How to become an independent musician?

Alternative or independent music has become more than just a collection of scattered practices on the margins of large music companies’ monopolies. Previously marginal music experiences have evolved, thanks to the internet and cultural support programs, to develop a wide audience and an established pattern of production that belongs distinctly to them.

If you’re not a Star Academy or Arab Idol fan and find no appeal in the kind of music those shows present, and if you’re interested in understanding more about what’s now termed “alternative” or “underground” music, here’s a simplified manual on how to establish such a circle of music production.

1. Don’t be ashamed of your difference

The star-making industry programs depend on young, nascent voices performing the songs of older, more established singers. But the further you go from the mainstream and its ubiquitous trends, the easier it will be able to join the wave of alternative Arabic music, which in some countries has started to compete with music produced by large production companies. At first no one will pay attention. Then you will become mere entertainment to pass the time. Eventually you will become a pioneer of a new kind of music.

2. Don’t work alone

Don’t focus on only one type of music. If your artistic project depends on a specific music or singing style, try to get involved in projects with other musicians with different styles. This will enrich your musical experience and expand your audience. A good example is the partnership between Egyptian rap artist MC Amin and mahraganat singers (Sadat, Alaa Fifty, Amr 7a7a) in this song recorded by Mahmoud Refat at the 100Copies studio.


This mahraganat rap song achieved such wide fame that suddenly the name MC Amin, previously known only among rap audiences, spread to a wider audience and MC Amin’s music became a familiar sound on public transport.

3. Make use of the internet, or have someone help you to

Do not rush to get on stage. Use programs for music synthesis and production. Record at home, and if you have the capacity, establish your own “studio” and start marketing your work online.

Don’t see the internet as a space for just archiving recorded music or as a mere marketing tool. The internet is your first medium for dissemination, distribution and contact with your slowly growing audience. Get the best out of social media websites. If you’re not a fan of Twitter or Facebook, seek the assistance of online marketing professionals or experts.

Create a popular base on the internet first and then head to the stage. Sharmoofers clearly heeded this model. They launched their songs online accompanied by a drawn icon. They never showed their faces. Then they wrote a note to inform their audience that they wouldn’t hold their first concert until they had 10,000 fans on their page.
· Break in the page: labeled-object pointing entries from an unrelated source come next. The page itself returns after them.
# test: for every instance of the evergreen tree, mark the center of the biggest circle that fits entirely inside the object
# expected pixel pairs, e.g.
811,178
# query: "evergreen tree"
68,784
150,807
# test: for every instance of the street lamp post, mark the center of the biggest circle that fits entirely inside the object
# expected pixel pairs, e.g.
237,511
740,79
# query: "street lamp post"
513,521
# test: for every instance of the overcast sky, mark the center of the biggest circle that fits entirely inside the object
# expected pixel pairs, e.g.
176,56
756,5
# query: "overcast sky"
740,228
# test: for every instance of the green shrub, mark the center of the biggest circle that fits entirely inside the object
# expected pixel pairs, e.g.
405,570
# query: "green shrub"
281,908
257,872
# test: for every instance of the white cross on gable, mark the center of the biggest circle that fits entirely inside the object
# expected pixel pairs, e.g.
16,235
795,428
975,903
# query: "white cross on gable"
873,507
The absence of photos and information created an atmosphere of curiosity around the band and its members, especially in light of Sharmoofers’ humorous songs. In time, the band created a fan base and was able to play an encouragingly successful concert.
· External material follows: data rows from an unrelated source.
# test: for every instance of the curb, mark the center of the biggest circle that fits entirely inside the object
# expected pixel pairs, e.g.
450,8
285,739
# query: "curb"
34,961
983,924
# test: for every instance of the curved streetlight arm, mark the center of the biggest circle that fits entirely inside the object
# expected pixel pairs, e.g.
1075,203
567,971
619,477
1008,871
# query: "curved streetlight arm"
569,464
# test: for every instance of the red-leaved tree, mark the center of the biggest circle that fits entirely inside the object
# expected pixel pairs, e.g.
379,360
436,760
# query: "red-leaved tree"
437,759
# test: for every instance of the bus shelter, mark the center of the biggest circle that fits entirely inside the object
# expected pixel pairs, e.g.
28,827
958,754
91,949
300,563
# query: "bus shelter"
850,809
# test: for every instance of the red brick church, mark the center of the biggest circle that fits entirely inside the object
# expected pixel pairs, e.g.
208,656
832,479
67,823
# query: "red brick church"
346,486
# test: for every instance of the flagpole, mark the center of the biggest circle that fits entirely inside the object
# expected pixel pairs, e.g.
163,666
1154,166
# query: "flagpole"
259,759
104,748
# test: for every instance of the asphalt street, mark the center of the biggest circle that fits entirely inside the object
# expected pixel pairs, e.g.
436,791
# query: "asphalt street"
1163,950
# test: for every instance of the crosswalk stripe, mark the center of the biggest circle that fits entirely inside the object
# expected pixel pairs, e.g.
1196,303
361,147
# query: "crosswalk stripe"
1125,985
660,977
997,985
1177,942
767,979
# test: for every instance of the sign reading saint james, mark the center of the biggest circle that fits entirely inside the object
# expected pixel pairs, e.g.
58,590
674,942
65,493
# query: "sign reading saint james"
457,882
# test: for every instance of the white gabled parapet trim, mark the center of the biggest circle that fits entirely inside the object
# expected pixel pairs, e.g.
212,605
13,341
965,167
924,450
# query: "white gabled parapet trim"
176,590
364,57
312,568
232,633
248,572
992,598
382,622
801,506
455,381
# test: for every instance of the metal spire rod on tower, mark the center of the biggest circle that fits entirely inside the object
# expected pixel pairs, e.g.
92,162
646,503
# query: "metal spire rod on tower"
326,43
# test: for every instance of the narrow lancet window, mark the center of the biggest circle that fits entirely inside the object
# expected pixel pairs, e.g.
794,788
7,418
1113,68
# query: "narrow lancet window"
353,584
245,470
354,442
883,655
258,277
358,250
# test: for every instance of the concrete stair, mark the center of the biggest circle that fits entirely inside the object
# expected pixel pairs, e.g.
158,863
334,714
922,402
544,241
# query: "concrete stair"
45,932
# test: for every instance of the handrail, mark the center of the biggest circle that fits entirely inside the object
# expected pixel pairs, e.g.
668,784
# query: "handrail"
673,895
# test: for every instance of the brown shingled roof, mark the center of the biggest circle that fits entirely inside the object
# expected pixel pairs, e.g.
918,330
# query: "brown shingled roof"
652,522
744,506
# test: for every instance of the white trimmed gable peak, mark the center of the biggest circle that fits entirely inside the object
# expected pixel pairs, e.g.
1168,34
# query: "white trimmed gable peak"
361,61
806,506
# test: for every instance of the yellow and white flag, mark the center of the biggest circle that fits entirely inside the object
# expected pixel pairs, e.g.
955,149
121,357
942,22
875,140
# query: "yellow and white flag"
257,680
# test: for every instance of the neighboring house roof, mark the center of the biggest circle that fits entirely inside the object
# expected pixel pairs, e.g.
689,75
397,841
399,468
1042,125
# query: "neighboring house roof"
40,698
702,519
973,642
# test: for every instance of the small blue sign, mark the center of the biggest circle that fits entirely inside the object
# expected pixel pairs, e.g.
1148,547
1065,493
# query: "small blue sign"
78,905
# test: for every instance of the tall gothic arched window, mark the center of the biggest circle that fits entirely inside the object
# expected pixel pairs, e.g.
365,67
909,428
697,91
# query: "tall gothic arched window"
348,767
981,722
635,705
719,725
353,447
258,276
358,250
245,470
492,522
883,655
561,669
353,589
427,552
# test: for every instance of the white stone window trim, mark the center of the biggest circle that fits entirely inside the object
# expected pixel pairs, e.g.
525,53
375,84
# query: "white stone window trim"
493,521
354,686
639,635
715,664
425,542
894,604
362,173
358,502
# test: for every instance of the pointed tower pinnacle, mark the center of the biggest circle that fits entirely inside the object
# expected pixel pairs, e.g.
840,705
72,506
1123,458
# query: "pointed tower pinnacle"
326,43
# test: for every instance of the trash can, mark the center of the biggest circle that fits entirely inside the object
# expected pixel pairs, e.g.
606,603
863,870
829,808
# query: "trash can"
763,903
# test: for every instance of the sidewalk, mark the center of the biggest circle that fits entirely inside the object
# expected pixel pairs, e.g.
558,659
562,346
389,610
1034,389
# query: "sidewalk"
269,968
4. Constant and continuous education

Now that the phase of recording and online dissemination is behind you, you come to staging concerts. In this phase, you move between working on your music online and performing live concerts. You may think this is the time to rest after the effort needed to reach this point. In fact, the real work starts now. The character and style created during the previous stages could hold you hostage if you don’t seek constant progress.

You should also continue to learn and supplement your knowledge. Try to participate in a maximum number of art and music workshops arranged by local and regional culture foundations as well as foreign cultural centers. This allows you to exchange experiences with people in the countries where you work and people in other countries. Some workshops offer grants to fund art projects’ production, meaning both a good opportunity to learn more about the technicalities of recording and a good preparation for the next step.
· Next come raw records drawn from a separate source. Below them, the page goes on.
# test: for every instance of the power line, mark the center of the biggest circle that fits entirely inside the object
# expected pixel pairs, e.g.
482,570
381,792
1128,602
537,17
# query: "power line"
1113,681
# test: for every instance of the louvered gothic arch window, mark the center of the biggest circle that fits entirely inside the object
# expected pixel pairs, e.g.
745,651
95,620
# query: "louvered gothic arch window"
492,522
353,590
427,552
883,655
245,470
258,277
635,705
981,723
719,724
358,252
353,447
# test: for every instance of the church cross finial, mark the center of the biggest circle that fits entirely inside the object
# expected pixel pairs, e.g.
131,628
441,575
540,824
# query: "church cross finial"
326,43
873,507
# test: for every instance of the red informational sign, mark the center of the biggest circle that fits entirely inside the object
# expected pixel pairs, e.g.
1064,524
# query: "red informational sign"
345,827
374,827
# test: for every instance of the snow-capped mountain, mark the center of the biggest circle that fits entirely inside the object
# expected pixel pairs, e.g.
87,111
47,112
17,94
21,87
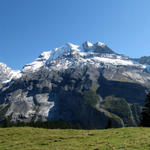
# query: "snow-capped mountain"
71,56
61,84
7,74
99,55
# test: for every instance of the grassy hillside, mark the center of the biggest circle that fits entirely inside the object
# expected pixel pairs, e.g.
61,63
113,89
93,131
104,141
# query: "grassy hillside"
25,138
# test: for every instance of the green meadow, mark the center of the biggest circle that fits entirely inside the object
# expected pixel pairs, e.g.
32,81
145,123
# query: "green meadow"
27,138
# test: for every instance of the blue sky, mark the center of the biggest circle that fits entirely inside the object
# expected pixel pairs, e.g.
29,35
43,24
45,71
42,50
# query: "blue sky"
29,27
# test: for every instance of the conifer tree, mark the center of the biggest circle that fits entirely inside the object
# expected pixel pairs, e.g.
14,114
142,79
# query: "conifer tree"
145,120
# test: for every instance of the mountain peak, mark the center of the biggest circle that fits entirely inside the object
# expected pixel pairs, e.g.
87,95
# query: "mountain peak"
100,44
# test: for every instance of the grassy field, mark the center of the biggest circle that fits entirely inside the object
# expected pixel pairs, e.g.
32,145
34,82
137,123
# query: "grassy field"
26,138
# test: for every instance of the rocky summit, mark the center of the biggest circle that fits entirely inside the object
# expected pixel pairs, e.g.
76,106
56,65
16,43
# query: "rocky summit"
88,84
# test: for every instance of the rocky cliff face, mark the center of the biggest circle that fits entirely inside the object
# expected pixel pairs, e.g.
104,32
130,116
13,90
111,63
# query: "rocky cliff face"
85,84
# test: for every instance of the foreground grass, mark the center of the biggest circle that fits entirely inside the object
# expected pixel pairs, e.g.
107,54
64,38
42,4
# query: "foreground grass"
26,138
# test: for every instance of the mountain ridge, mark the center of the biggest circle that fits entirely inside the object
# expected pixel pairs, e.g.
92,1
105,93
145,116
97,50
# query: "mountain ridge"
87,84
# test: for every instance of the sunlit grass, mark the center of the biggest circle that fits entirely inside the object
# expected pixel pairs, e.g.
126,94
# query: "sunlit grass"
25,138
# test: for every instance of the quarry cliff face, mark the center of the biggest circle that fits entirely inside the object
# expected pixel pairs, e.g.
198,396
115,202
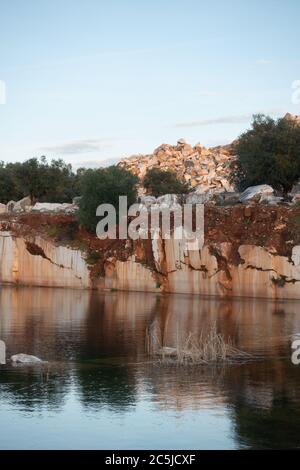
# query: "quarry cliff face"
228,265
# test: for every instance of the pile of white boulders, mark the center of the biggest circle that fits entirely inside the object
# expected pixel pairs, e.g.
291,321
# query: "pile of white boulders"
205,170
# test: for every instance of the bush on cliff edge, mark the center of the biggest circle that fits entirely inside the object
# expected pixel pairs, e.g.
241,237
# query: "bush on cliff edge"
104,186
269,153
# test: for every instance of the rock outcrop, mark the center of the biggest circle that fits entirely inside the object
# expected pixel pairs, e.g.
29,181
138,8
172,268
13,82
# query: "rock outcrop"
249,251
204,169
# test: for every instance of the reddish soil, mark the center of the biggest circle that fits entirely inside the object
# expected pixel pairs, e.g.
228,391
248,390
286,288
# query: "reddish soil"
276,227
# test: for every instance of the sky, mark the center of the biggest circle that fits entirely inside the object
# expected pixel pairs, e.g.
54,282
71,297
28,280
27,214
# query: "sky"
93,81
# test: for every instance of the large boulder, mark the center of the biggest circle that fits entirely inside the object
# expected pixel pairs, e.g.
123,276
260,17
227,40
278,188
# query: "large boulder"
259,193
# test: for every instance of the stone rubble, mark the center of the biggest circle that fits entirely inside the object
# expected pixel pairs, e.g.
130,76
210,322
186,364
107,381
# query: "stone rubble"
206,170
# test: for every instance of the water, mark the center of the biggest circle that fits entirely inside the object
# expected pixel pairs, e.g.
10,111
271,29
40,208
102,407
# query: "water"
100,391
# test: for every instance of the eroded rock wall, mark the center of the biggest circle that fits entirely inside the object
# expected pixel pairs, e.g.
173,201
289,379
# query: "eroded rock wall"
219,269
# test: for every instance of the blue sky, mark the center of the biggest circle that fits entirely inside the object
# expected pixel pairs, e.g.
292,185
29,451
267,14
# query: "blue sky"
93,80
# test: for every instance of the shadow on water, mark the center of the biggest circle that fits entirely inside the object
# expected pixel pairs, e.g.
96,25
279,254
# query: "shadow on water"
95,345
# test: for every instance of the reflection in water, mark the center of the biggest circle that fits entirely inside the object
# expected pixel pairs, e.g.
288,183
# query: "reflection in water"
100,380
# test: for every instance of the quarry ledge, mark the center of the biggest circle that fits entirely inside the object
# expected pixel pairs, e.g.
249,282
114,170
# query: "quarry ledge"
253,252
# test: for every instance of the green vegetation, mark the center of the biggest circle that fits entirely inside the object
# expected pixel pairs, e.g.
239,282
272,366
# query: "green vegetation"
104,186
269,153
39,179
158,182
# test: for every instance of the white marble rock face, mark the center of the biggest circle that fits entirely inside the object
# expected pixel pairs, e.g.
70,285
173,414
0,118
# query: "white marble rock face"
2,353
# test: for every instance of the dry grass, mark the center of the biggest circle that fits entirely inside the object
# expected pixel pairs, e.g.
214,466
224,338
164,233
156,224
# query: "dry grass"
207,348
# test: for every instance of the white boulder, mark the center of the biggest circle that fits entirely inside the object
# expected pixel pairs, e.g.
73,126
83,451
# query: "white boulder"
25,359
257,193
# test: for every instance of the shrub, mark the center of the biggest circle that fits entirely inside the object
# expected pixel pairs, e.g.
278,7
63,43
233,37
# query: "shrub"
102,186
269,153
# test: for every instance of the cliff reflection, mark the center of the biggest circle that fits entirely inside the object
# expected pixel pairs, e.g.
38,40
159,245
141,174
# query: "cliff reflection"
95,344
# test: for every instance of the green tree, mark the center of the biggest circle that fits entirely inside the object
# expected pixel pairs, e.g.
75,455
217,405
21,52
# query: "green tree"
158,182
102,186
43,181
8,187
269,153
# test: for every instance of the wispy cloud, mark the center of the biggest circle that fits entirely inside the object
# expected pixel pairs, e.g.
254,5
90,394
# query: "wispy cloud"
205,93
98,163
233,119
243,118
264,62
78,147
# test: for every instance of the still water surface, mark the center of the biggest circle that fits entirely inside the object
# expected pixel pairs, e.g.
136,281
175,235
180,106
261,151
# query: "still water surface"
100,391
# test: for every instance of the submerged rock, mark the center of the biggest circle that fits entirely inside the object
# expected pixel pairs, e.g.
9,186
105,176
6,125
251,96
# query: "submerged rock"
25,359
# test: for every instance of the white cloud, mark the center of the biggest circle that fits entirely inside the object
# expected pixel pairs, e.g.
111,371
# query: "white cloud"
233,119
78,147
264,62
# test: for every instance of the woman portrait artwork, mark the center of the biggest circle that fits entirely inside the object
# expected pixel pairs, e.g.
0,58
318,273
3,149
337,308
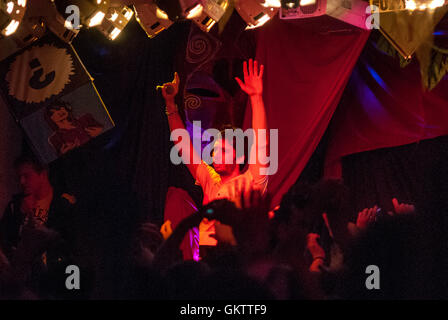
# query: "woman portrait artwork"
70,132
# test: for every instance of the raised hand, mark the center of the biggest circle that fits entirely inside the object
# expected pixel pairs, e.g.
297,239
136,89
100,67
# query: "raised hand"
366,217
253,78
170,89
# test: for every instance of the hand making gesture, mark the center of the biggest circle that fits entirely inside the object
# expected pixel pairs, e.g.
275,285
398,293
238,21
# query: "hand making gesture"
253,78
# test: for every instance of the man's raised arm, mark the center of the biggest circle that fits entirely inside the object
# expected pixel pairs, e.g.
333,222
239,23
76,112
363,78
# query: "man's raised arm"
189,155
253,86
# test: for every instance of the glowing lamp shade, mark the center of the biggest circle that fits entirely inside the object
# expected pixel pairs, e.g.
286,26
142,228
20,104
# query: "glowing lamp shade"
151,18
11,15
206,13
257,13
116,20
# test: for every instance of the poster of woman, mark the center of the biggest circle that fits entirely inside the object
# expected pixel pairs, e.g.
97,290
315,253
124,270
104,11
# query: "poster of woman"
70,132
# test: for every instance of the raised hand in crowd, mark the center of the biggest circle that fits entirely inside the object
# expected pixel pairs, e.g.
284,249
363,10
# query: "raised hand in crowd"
366,217
316,251
166,229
5. Producers are all around you

Sometimes artists aspire to ambitious projects such as producing their own album. Despite low CD sales and the audience’s reliance on watching and listening to music online, the album is, in fact, still very important and it does have an audience.

Producing an album most often requires a big label, which obliges you to sign an exclusivity contract. But as soon as it listens to different music of yours, which does not mesh with that produced and shown on satellite channels or other commercial music, it’s likely to reject your project. This will leave you no option but to go back to your roots: the internet and your audience.

Keep in mind that crowdfunding is one of the best ways to fund art projects and albums. If you use support sites and collect donations, your audience may help fund your album. One of the most important examples for this model is Mashrou’ Laila’s album Raasuk (They made you dance). For its production, the band relied on donations made by fans on Zoomaal.

6. Try production grants

But there will always be music that does not enjoy sufficient popularity in the Arab region. In this case crowdsourcing may be a difficult model. In such instances, you can try applying for cultural or musical production grants. Among the most well-known is the annual grant by the Arab Fund for Arts and Culture (AFAC) for theater, and the grant for production programs from Al-Mawred al-Thaqafy, in addition to other international grants such as the Rolex mentors and protégés grant.